January 7, 1997
(Via Email to letters at nytimes.com)
Dear Editor:
NUCLEAR ARMS BUILDERS MOVE FROM CREATORS TO CUSTODIANS (01/06/97) features the big ticket items rather than the affordable basics. Having worked on U.S. nuclear weapons since 1950, and participated in several reviews for the Department of Energy in the last three years, I regret the "either-or" focus on the controversial, to the neglect of the truly essential. For more than 20 years I have been advising Presidents and the nuclear weapons establishment that, if desired, our nuclear weapons stockpile could be maintained reliable and safe for decades or even centuries, by technical surveillance and occasional remanufacturing to original specifications, without the need for nuclear explosion testing. That is still my view.
I have also argued that U.S. and world security would be served by the elimination of nuclear explosion testing, and in September 1996 the United States signed just such a total ban, which owed a lot to the leadership of the Clinton Administration.
The basic core of a reliable and safe nuclear stockpile is assiduous and perceptive surveillance as has been conducted for many years, together with not only the ability to remanufacture but the actual remanufacturing of weapons so that we will be able to observe the remanufactured weapons over the years. In a 10/28/96 letter to Secretary of Energy Hazel O'Leary, requested by the Department of Energy, Sidney D. Drell and I noted
o The continued maintenance of a safe and reliable nuclear weapons stockpile.
o The continued maintenance of core intellectual and technical competencies of the United States in nuclear weapons. This includes competencies in research, design, development, and testing (including nuclear testing); reliability assessment; certification; manufacturing; and surveillance capabilities.
To be able to meet those requirements we must not only maintain a cadre of first-class weapon scientists and engineers. We must also expand the existing science-based understanding of the stockpile. The existing S&T base, including existing above-ground experimental facilities, is not adequate to the task of stewardship over the long term for an aging deterrent in the absence of nuclear tests. These requirements cannot be met if the SSMP as planned by the Department of Energy is replaced simply by a program of remanufacturing or refurbishing existing weapons without paying careful attention to the need of maintaining weapons design capability, expanding our science based understanding of the stockpile, and providing the sources of experimental data needed to validate enhanced computer simulations.
If one accepts the "two basic commitments" (as I do) then much of the program of new instruments and capabilities follow. However, to commit at this point every detail of that future program would prevent us from incorporating in future years approaches that might do a better job or do the same job at less cost.

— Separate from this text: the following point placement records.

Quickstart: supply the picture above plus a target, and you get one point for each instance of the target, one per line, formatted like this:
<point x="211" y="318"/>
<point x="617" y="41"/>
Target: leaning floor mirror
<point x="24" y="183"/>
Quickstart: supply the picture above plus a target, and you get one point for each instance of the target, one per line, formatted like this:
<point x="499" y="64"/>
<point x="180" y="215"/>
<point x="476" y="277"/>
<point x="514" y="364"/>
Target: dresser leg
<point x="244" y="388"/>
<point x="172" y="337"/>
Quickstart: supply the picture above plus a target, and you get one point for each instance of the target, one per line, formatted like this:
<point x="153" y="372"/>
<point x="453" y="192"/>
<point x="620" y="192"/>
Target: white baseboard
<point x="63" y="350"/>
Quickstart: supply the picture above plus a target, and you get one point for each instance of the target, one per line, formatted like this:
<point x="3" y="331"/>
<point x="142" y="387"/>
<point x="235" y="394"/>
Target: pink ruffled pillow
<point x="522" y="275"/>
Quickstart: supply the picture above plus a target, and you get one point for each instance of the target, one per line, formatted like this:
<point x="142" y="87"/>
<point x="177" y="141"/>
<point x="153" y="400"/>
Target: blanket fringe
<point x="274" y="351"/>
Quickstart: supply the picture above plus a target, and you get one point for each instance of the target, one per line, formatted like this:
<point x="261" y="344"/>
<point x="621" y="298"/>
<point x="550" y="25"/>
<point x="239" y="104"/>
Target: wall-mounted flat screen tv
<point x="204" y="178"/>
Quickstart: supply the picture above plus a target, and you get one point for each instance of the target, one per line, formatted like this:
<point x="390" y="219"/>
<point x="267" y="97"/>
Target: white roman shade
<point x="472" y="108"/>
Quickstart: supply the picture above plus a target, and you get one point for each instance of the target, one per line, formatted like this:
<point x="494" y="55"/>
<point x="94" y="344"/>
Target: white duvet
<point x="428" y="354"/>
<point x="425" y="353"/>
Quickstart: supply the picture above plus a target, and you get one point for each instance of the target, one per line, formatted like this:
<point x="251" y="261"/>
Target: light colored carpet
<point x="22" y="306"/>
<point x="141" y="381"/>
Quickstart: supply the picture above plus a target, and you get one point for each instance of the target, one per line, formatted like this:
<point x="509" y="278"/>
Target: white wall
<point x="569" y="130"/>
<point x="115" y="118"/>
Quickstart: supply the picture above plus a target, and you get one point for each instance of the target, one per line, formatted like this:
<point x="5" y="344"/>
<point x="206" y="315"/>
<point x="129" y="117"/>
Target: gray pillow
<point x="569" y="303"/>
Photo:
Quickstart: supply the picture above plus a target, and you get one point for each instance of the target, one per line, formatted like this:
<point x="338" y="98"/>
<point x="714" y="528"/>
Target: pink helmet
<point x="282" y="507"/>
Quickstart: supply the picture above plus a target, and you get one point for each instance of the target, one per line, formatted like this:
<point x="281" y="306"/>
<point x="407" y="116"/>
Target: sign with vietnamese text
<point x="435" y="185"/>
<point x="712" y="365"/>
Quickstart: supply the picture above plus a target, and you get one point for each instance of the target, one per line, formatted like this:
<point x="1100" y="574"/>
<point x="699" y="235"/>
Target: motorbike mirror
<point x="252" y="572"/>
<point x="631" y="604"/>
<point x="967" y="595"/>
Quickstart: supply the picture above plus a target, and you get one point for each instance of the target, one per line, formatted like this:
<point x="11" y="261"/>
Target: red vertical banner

Other aspects of the stockpile maintenance program deserve attention as well in the interests of economy and efficiency. For instance, U.S. nuclear weapons will need a supply of tritium beginning in the year 2005 or 2010. There is pressure from DOE contractors to build an accelerator to produce this additional tritium at a program cost estimated by DOE at $5.1 billion. To produce tritium in U.S. commercial reactors is estimated at $1.4 billion. But to buy the necessary tritium from Russia (in sufficient quantities so that one could build and begin to operate in a timely fashion the requisite replacement domestic tritium production capacity in case of default) is likely to have a program cost of only $0.5 billion. And tritium atoms are identical, whether produced in Russia or in the United States.
U.S. security is advanced if other nations do not test nuclear weapons. Britain, China, France, and Russia have made the judgment in signing the Comprehensive Test Ban Treaty that they will be able to maintain their own nuclear weapon stockpiles safe and reliable by their own version of a remanufacture and surveillance program, with their own version of advanced facilities at a more modest level. The test ban is essential if we are to retain the support of the rest of the world against the spread of nuclear weapons.
My own technical judgment is that it would be irresponsible to use the increased "science-based understanding" to design and build new versions of nuclear weapons, without nuclear testing, with a resultant decrease in confidence in our nuclear weaponry. But that understanding can provide enormous confidence that surveillance and necessary remanufacture will maintain our enduring stockpile of current-version nuclear weapons safe and reliable for many decades or even centuries, without nuclear testing.